Again, on the surface CAIR's statements and claims appear to be legitimate defense of a religious minority. However, when one looks closely at CAIR's statements and steps back to observe a wider picture, a pattern emerges.
For one, as discussed in Islam's flawed Spokesman CAIR has a habbit of deflecting criticism of Islamist radicalism exemplified by Nihad Awad's statement regarding the 1993 World Trade Center bombing that"there is ample evidence indicating that both the Mossad and the Egyptian Intelligence played a role in the explosion." Rather than accept the fact that Islamist terrorists were behind the attack, CAIR seeks to blame others.
According to an article titled Americans: Be CAIR-ful makes the claim that CAIR is part of an 'Islamic Disinformation Lobby', and that CAIR is working to "obstruct the war on terror with Orwellian semantics".
Further evidence of Islamist attempts to blame external entities or factors for self-induced problems stems from CAIR's repeated attempts to portray US counter terrorism efforts as a war against Islam.
On the CAIR website CAIR Board Chairman Parvez Ahmed, in outlining CAIR's various activities, states that "DEFENDING YOUR RELIGIOUS AND CIVIL RIGHTS - Whether its fighting for religious accommodation in the workplace or schools, challenging unconstitutional provisions of the USA Patriot Act, working with local and national authorities, or exposing anti-Muslim hate crimes, CAIR is at the forefront of the struggle to maintain your rights and enhance understanding of Islam."
But CAIR has a history of reporting 'hate crimes' that either don't exist, or were staged (see here for more).
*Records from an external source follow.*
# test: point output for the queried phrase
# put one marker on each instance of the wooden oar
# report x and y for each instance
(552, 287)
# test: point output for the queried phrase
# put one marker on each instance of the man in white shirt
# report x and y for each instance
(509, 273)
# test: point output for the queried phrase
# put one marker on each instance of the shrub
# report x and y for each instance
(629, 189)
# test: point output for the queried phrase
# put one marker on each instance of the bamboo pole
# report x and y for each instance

In the case of the Seattle man who torched his own place, CAIR cried hate crime, and stated that national leaders should address what CAIR called "rising level of anti-Muslim prejudice in America." But, as Daniel Pipes understates in "Islamophobic Prejudice" and CAIR, this case deomnstrates "the unreliability and poor judgment of the Council on American-Islamic Relations."
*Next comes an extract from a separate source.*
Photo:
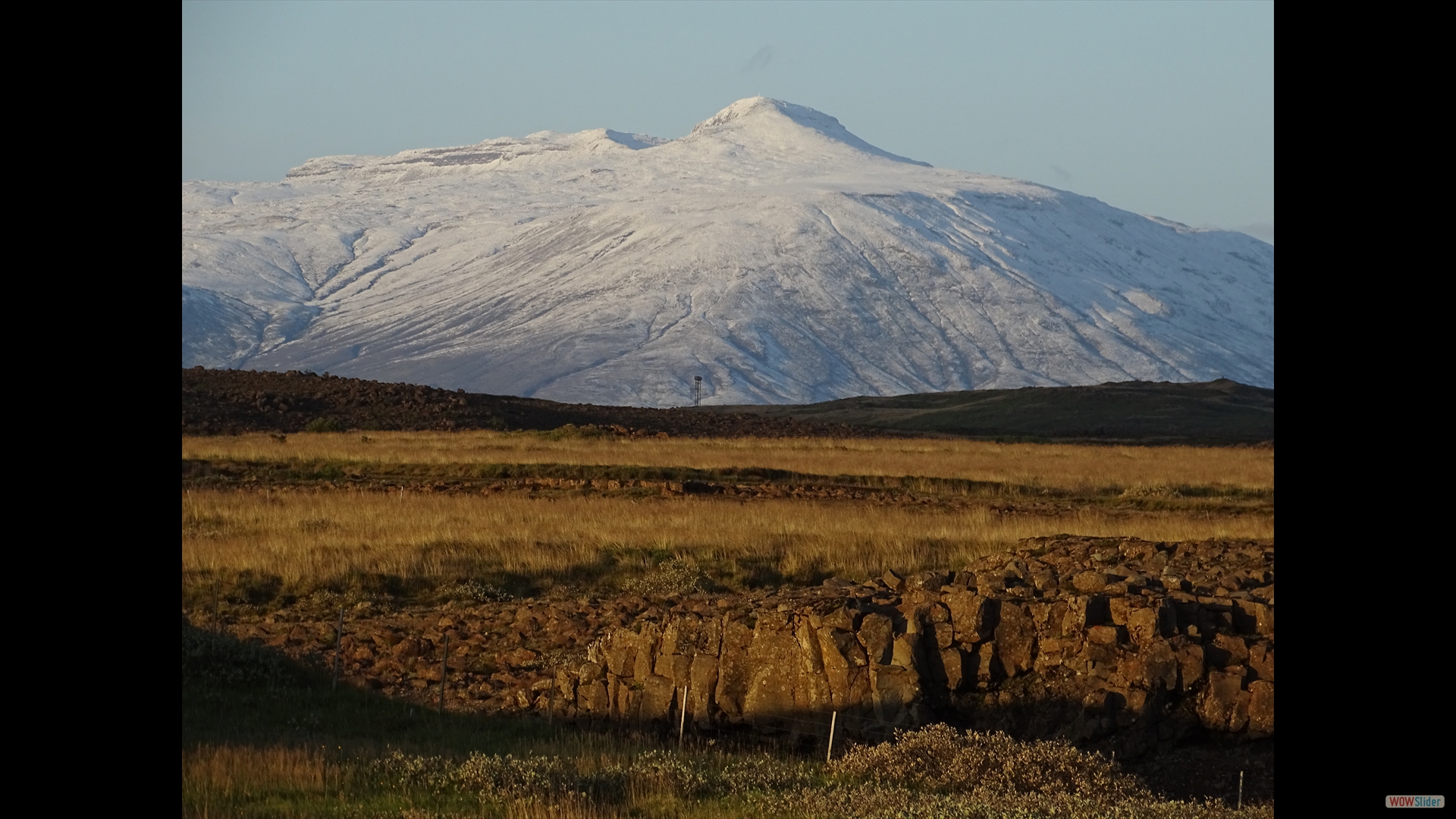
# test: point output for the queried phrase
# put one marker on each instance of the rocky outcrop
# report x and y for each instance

But you need not take my word for it. In his prepared statement for the Senate Judiciary Committee Subcommittee on Terrorism, Technology and Government Information titled Foreign Terrorists in America: Five Years ater the World Trade Center Bombging (submitted February 1998) terrorism expert Steven Emerson states that "CAIR disseminates disinformation by denying the ideological basis of terrorist actions, and the reality of Islamic extremism. - CAIR denies that Islam includes a concept of holy war and that Islamic extremists advocate violence."
So as not to make the situation out to be hopeless, there are what appears to be the beginning of change. Note the recent column written by a Bahraini journalist titled Not Since the Nazi Era Has There Been Anything Like Al-Qaeda's Declaration of War on the Shi'ites in Iraq, which shows that there are some Arab/Muslim voices not willing to simply blame others.
However, the threat of militant, violent religious radicalism is real, in many forms, but most clearly amid Islam. When one reads about a Muhammed Khozin, it would be wise to remember that Khozin's scapegoating does not occur in a vacuum, nor is it a foreign concept. It is alive and well even in the United States, and that is scary.